Whether an active-duty or retired service member, or a civilian with no tie to the military, when one of our country’s men or women in uniform walk by a missing limb or holding a cane, one cannot help but feel a wave of sadness laced with a strong hint of pride.
Such was a common sight with select patients of the Wounded Warrior Battalion - East aboard Marine Corps Base Camp Lejeune and Brooke Army Medical Center aboard Fort Sam Houston, Texas, as they attended the Armed Forces Bowl 2010 in Dallas, Texas, Dec. 28 to 30.
The AFB 2010 was a two-part event with one day dedicated to the wounded warriors’ introduction to various employment recruiters from major U.S. corporations to turn in their resumes as a head-start to obtaining a job after they leave the service. The next day, they attended a post-college football game and were recognized for their sacrifices in front of thousands of fans.
“The main focus of this trip is for the transition of ill or injured patients into civilian life with a ‘foot in the door’ with big name corporations,” said Capt. Steven Miller, officer in charge of the Warrior Athlete Reconditioning program, WWBN - East. “The other focus is to have this be a natural environment for the wounded warriors where they can lay back and relax instead of feeling like a petting zoo exhibition.”
The trip started with a C-130 flight out of Marine Corps Air Station Cherry Point to Dallas/Fort Worth International Airport in Texas; a day dedicated to checking in and receiving any additional information about the trip. The following day is when the wounded warriors, employment recruiters and other participants attended the recognition and kickoff luncheon at the Omni Fort Worth Hotel, where the service members were staying.
“It’s important for the young guys with not too much time in service to take advantage of opportunities like these,” said Gunnery Sgt. Tim Murray, patient with WWBN - East. “Those wounded warriors who won’t be receiving retirement pay need to take hold of any job options they come across.”

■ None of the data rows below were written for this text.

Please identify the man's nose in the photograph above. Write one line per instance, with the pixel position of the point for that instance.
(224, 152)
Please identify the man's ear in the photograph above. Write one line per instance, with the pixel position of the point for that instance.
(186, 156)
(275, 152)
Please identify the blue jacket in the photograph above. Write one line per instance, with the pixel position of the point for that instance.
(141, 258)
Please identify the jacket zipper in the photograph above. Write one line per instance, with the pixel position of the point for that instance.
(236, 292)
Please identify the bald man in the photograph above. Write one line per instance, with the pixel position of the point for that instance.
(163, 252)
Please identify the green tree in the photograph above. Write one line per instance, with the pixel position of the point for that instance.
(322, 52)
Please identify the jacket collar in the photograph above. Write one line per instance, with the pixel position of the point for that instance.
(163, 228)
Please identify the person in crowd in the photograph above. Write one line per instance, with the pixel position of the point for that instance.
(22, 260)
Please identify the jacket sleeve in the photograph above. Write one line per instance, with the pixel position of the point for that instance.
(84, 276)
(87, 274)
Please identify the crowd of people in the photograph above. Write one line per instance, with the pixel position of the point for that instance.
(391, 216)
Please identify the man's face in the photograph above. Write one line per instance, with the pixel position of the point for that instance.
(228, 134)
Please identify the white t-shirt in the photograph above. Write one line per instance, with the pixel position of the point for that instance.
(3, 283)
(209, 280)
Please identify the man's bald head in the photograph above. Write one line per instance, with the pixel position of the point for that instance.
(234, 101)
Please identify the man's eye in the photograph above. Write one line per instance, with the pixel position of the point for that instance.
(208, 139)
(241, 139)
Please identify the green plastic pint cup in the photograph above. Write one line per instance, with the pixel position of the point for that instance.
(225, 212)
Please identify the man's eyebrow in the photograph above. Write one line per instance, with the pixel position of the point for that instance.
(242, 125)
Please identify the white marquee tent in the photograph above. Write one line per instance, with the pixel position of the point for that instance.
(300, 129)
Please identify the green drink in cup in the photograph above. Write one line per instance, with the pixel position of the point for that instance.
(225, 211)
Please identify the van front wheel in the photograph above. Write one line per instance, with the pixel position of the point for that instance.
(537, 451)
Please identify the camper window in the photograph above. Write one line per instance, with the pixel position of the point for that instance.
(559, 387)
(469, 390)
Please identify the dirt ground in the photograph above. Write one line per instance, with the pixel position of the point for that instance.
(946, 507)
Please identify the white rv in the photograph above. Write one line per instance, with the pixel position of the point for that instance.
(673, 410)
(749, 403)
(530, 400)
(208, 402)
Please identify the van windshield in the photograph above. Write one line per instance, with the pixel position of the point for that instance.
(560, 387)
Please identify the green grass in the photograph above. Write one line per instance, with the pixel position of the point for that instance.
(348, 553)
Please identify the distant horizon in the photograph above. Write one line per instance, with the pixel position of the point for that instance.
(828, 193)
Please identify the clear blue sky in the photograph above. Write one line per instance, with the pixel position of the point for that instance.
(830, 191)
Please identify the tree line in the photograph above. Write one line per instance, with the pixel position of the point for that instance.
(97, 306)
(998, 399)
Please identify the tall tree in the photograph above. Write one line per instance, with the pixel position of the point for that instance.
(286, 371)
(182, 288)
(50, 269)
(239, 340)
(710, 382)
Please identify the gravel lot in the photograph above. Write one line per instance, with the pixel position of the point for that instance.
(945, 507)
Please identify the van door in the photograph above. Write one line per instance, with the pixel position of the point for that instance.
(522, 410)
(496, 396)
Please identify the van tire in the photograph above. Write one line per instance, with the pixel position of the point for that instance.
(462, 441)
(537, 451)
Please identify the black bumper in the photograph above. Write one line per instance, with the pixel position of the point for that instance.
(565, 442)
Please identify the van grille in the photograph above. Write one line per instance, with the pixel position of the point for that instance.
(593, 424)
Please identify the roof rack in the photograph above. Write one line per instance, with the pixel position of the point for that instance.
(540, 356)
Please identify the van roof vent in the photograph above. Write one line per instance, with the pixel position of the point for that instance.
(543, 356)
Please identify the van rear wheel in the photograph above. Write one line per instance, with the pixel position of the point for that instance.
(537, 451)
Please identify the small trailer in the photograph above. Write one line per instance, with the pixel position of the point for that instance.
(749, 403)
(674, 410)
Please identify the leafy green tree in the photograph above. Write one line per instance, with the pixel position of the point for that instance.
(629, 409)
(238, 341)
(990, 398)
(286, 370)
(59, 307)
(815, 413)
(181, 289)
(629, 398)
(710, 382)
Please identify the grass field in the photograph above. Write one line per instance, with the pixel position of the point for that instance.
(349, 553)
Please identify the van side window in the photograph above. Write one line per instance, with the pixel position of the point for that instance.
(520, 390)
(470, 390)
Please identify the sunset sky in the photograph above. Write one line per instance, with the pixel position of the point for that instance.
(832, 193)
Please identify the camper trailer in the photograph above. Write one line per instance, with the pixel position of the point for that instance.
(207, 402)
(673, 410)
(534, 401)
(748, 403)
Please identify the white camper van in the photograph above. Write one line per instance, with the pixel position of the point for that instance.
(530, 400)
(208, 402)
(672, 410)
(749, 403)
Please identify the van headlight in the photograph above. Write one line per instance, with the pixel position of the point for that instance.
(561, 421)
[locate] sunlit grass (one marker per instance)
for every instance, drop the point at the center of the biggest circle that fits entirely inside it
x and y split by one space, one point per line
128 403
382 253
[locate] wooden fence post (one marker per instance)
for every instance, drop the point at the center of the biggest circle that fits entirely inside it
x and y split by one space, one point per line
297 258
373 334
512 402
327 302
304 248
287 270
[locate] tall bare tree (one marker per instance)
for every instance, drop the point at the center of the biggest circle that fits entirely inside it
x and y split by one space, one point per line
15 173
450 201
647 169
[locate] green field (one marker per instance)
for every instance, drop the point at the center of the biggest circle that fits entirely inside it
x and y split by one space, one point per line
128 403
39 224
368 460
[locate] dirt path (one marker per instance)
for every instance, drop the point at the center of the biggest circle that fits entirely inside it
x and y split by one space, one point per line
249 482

After the warriors’ resumes were completed, the Marines were free to explore historic Fort Worth and all the famous lone star splendor the town had to offer.
The next day was game day as the wounded warriors headed to Dallas to the Gerald J. Ford Stadium where the United States Military Academy West Point team Army Black Nights faced off against the Southern Methodist University team Southern Methodist Mustangs. The wounded warriors were given skybox seats to overlook the gridiron onslaught in comfort.
During the halftime session, the wounded warriors were lined up in the end zone where their service and sacrifice was recognized by the thousands of fans whom exploded in applause as the wounded protectors of their country stood before them.
“I’ve never experienced anything like this before,” said Lance Cpl. Shawn Lopez, patient with the WWBN - East. “It’s been a pretty rough year for all of us. It’s very humbling, heartwarming things like this that make you realize people really do care about us.”
At the conclusion of the game, the Black Knights bested the Mustangs 16 to 14; a close game. Yet with the love of the sport and the caliber of attendees, the teams weren’t in it to win, but to put on a show for the troops.
Following the game, the wounded warriors got up close and personal with Gary Sinise and the Lt. Dan Band as they preformed a post-game concert for the troops and participants. The wounded warriors got their photos taken with Sinise, enjoyed renditions of such songs as Purple Haze, Sweet Home Alabama, The Devil Went Down to Georgia and an unforgettable duet of A Natural Woman with Miller up on stage as the figure of the two singers’ affections.
As the concert wound down and the wounded warriors reluctantly made their way back to the awaiting C-130, the dual face of the trip was not to soon be forgotten: the Marines were given a head-start in their finding employment after their tour of duty is completed, and they, as well as all of the participants involved, will forever remember that there are those who do deeply care.